What does this mean for you today? Passing judgment is a no-no. It’s not good or helpful. In fact, it marginalizes and excludes. We are not to judge. We are to love and love extravagantly. We are to live humbly. We are not the correct doctrine police. We are not the ethical and moral behavior monitors. We are not the arbiters of a biblical holiness code. We are to be generous, living with an attitude of gratitude. We are to love God and others. Period.

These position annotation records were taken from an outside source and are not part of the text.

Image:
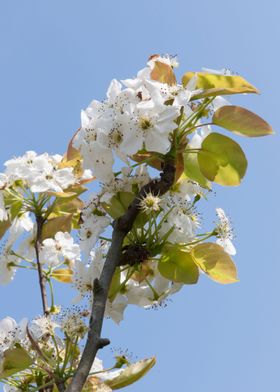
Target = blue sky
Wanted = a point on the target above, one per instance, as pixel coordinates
(58, 55)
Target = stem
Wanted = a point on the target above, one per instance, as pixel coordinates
(101, 286)
(42, 279)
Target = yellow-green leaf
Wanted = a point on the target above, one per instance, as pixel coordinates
(192, 170)
(222, 160)
(4, 226)
(72, 152)
(63, 275)
(241, 121)
(131, 374)
(163, 73)
(213, 84)
(14, 361)
(150, 158)
(115, 285)
(177, 265)
(215, 262)
(52, 226)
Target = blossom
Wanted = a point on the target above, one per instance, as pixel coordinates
(41, 327)
(8, 263)
(3, 210)
(149, 124)
(59, 249)
(224, 232)
(11, 332)
(20, 225)
(150, 203)
(90, 230)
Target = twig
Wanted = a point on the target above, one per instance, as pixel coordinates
(121, 227)
(42, 280)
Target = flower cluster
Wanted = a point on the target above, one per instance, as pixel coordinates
(147, 124)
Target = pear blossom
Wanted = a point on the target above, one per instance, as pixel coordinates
(90, 230)
(59, 249)
(8, 263)
(20, 225)
(40, 172)
(224, 232)
(3, 210)
(41, 327)
(11, 332)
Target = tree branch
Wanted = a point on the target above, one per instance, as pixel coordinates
(101, 288)
(42, 280)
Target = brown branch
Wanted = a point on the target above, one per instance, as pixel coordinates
(121, 227)
(42, 280)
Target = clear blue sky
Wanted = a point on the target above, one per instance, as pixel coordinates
(56, 56)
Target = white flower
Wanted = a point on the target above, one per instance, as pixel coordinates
(11, 332)
(60, 249)
(90, 231)
(224, 232)
(40, 172)
(149, 124)
(150, 203)
(3, 211)
(178, 218)
(20, 225)
(115, 309)
(73, 325)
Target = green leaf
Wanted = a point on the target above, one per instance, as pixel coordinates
(177, 265)
(163, 73)
(215, 262)
(241, 121)
(115, 285)
(15, 208)
(14, 361)
(52, 226)
(131, 373)
(63, 275)
(192, 170)
(4, 226)
(222, 160)
(213, 85)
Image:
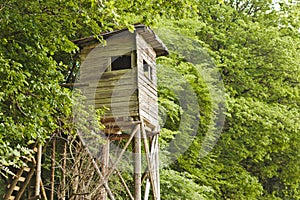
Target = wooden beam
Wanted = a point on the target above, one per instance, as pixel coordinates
(53, 168)
(124, 184)
(38, 171)
(27, 181)
(112, 169)
(149, 163)
(137, 161)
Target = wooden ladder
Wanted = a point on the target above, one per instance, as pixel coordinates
(22, 179)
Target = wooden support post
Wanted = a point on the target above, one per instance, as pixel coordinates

Rob Bell, the author of Love Wins writes,
Jesus calls disciples in order to teach us how to be and what to be; his intention is for us to be growing progressively in generosity, forgiveness, honesty, courage, truth telling, and responsibility, so that as these take over our lives we are taking part more and more and more in life in the age to come, now…Jesus invites us, in this life, in this broken, beautiful world, to experience the life of heaven now. He insisted over and over that God’s peace, joy, and love are currently available to us, exactly as we are.[4]
The message of Jesus is this: who a person professes him to be is all that matters. Not correct belief or behavior. Loving instead of judging is the matrix through which the weak of faith, which is every one of us, believer and non-believer alike, are welcomed and cherished. Just perhaps, the way we love is the way God captures the person trapped in the marginalization of judgment. Hmmm? Thus, all we can do, if we need to use a verb, is love.
[1]William Greenway in David L. Bartlett and Barbara Brown Taylor, editors, Feasting on the Word, Year A, Volume 4 (Louisville, Kentucky: Westminster John Knox Press, 2010), 66.
[2]Some ideas in this paragraph gleaned and adapted from Claudio Carvalhaes, Mark Douglas, William Greenway, and Kathryn D. Blanchard in David L. Bartlett and Barbara Brown Taylor, editors, Feasting on the Word, Year A, Volume 4, 50-73.
[3] Lesslie Newbigin, Foolishness to the Greeks (Grand Rapids, Michigan: Wm. B. Eerdmans Publishing Company, 1986), 138.
[4]Rob Bell, Love Wins (New York, New York: HarperOne, 2011), 51, 62.